Bringing in me, a Western video director, was just one aspect. His business partner and musical and creative director is an Austrian.

Chang had also asked me to help rethink the look of the G.E.M. touring show's production, to match the rapidly growing scale of audience and therefore, the venues in the Chinese mainland.

Their show in the southern city of Shenzhen had a capacity of almost 30,000, so we had to add a lot of new elements to the stage and lighting, as well as rethinking the design of the video screens for the performance.

This in turn involved bringing in a new lighting designer, in this case an Australian, and another Australian replaced the existing choreographer, who in turn brought in new dancers of mixed ethnicity and nationality, but all based in Hong Kong.

The team was gradually becoming more and more international. It's a familiar pattern.

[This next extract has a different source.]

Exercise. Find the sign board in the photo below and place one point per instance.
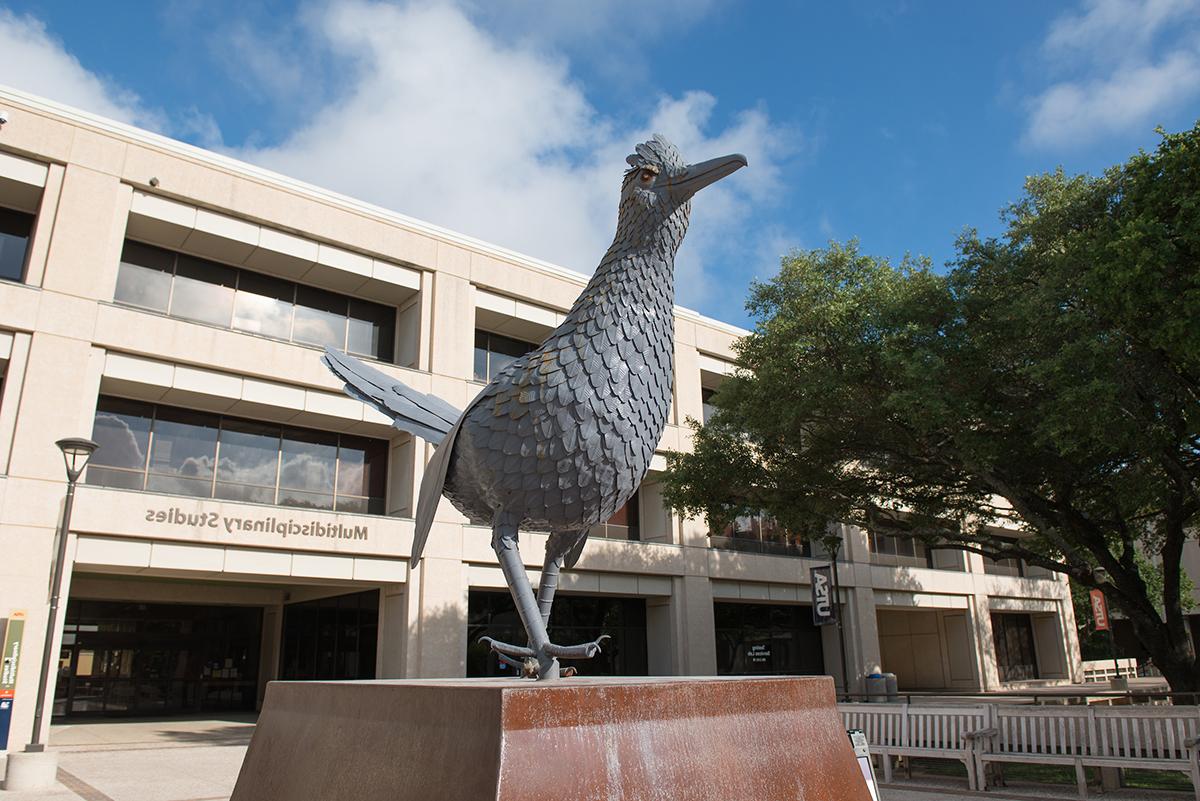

I usually direct live concert films, and have made live DVDs for all kinds of big-name artists including Beyonce, Rihanna, Madonna, Metallica, Foo Fighters and Red Hot Chili Peppers.

Generally there is a core group - a kind of family within the traveling circus - and then there are the big names in show production and lighting design, the big choreographers, the preferred sound people and so on, all of whom bring in their own preferred personnel and equipment suppliers, either locally during the tour, or traveling with them the whole way.

Gradually it seemed Chang was steering things that way.

This internationalization in his approach is clearly being combined with a sensitivity to how things work in China, making for a kind of hybrid.

There is also a bit more of an "indy" - music produced independently from major commercial record labels or their subsidiaries - attitude in the Hummingbird camp than I'd seen elsewhere on this Chinese trip.

There is a "why do it this way, when we could do it that way" approach that appeared to an outsider like me as both adventurous and brave.

The devolving down of creative responsibility to various departments was happening not just in the hiring in of people from outside, but also in the pushing forward of people inside the company, if they were open-minded enough to put themselves out there in what is a highly visible environment.

As a result, if you get something wrong in a show or on a shoot, there are a lot of people watching as the train hideously crashes in slow motion.

From my perspective this approach provided an increasingly unfamiliar sense of freedom.

In the West, creative ideas seem to be filtered by ever-thicker layers of jobs-worthy caution. Overvalued accountants dictate to middle managers what does and doesn't fit their business plan. It's a kind of milking of creative talent as opposed to a harnessing of creative potential.

My experience in Hong Kong - working with people who are exploring new ways to work in a volatile but emerging environment - was refreshing and dynamic.

There was a huge sense of the pressure lifting, both physically and psychologically, when we wrapped the shoot, and as the rain started, it began to cool the air.

The most complicated setup of the day was the final exterior shot with the large-scale rain effects. Ironically, if we had run over by half an hour, the torrential rain storm would have made it impossible.

But now, the future was looking bright.

The author founded Splinter Films with Emer Patten in 1997. Splinter Films is based in London and works all round the world. The views do not necessarily reflect those of China Daily.